From: Canadian Space Agency
Posted: Wednesday, January 12, 2000
ATLANTA, GEORGIA--A Canadian astronomer figured prominently in a NASA press conference today where the first science results from the FUSE satellite (Far-Ultraviolet Spectroscopic Explorer) were announced at the American Astronomical Society meeting in Atlanta, Georgia. Dr. John Hutchings of the National Research Council of Canada (NRC) explained the early Canadian discoveries, which are focused on the study of ``hot stars'' -- the massive stars that are responsible for recycling matter within their host galaxies, both from stellar winds and supernovae.
A number of papers on FUSE results were presented at the conference with Canadian scientists as authors and coauthors. FUSE is a NASA Explorer Mission, funded in cooperation with the Canadian Space Agency and the Centre National d'Etudes Spatiales of France. FUSE was developed and is being operated for NASA by Johns Hopkins University (JHU) in collaboration with the University of California, Berkeley and the University of Colorado.
Canadian involvement in the FUSE program includes the provision by the Canadian Space Agency of two Fine-Error Sensors (FES). The FES instruments guide the FUSE to enable it to point in precisely the right direction to make its exacting scientific observations; they also aid in the navigation of the satellite. The Canadian Space Agency also provided support through the funding of two Canadian mission support astronomers, Dr. Alex Fullerton and Dr. Pierre Chayer, stationed at Johns Hopkins University, and partial funding of Dr. Hutchings in his capacity as Canadian Project Scientist for FUSE.

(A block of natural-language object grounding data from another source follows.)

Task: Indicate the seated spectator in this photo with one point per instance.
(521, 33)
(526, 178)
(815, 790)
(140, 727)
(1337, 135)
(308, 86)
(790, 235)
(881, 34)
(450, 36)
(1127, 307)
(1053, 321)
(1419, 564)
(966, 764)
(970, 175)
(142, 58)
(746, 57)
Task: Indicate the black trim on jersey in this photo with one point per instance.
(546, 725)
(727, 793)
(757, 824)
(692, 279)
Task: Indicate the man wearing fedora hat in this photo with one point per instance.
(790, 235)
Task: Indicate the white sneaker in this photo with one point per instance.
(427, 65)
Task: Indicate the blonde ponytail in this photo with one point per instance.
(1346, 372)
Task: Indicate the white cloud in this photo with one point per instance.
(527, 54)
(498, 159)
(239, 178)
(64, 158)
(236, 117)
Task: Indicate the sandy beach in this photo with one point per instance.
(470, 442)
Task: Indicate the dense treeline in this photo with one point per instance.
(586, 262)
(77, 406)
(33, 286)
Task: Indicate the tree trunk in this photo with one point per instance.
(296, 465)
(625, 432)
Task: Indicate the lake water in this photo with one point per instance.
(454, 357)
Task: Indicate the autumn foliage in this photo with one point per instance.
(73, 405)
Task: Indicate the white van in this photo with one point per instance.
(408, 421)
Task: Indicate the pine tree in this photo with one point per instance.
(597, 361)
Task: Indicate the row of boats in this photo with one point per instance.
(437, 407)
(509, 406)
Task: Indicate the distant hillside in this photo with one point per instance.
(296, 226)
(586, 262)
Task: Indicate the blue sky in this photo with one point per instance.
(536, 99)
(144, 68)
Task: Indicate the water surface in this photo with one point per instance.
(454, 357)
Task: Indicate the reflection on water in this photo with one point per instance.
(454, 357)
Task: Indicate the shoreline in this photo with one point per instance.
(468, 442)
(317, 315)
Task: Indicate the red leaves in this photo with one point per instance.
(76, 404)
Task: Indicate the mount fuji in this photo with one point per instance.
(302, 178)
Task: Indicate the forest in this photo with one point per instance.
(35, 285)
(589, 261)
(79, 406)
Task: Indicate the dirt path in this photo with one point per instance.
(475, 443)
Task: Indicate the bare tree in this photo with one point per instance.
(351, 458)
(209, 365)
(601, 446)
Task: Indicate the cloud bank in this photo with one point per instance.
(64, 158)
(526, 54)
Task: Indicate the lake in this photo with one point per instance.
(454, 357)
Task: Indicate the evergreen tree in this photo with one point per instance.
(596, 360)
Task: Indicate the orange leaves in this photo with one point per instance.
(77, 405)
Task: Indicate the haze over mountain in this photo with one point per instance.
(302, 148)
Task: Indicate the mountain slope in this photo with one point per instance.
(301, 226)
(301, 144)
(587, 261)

The FES instruments were built by COM DEV International of Cambridge, Ontario, under contract to the Canadian Space Agency. COM DEV also developed the Instrument Data System, the computer system that controls the FUSE telescope, under a separate contract with JHU.
The Canadian Space Agency is committed to leading the development and application of space knowledge for the benefit of Canadians and humanity. It manages and co-ordinates all of Canada's space activities and promotes the Canadian space industry among international partners.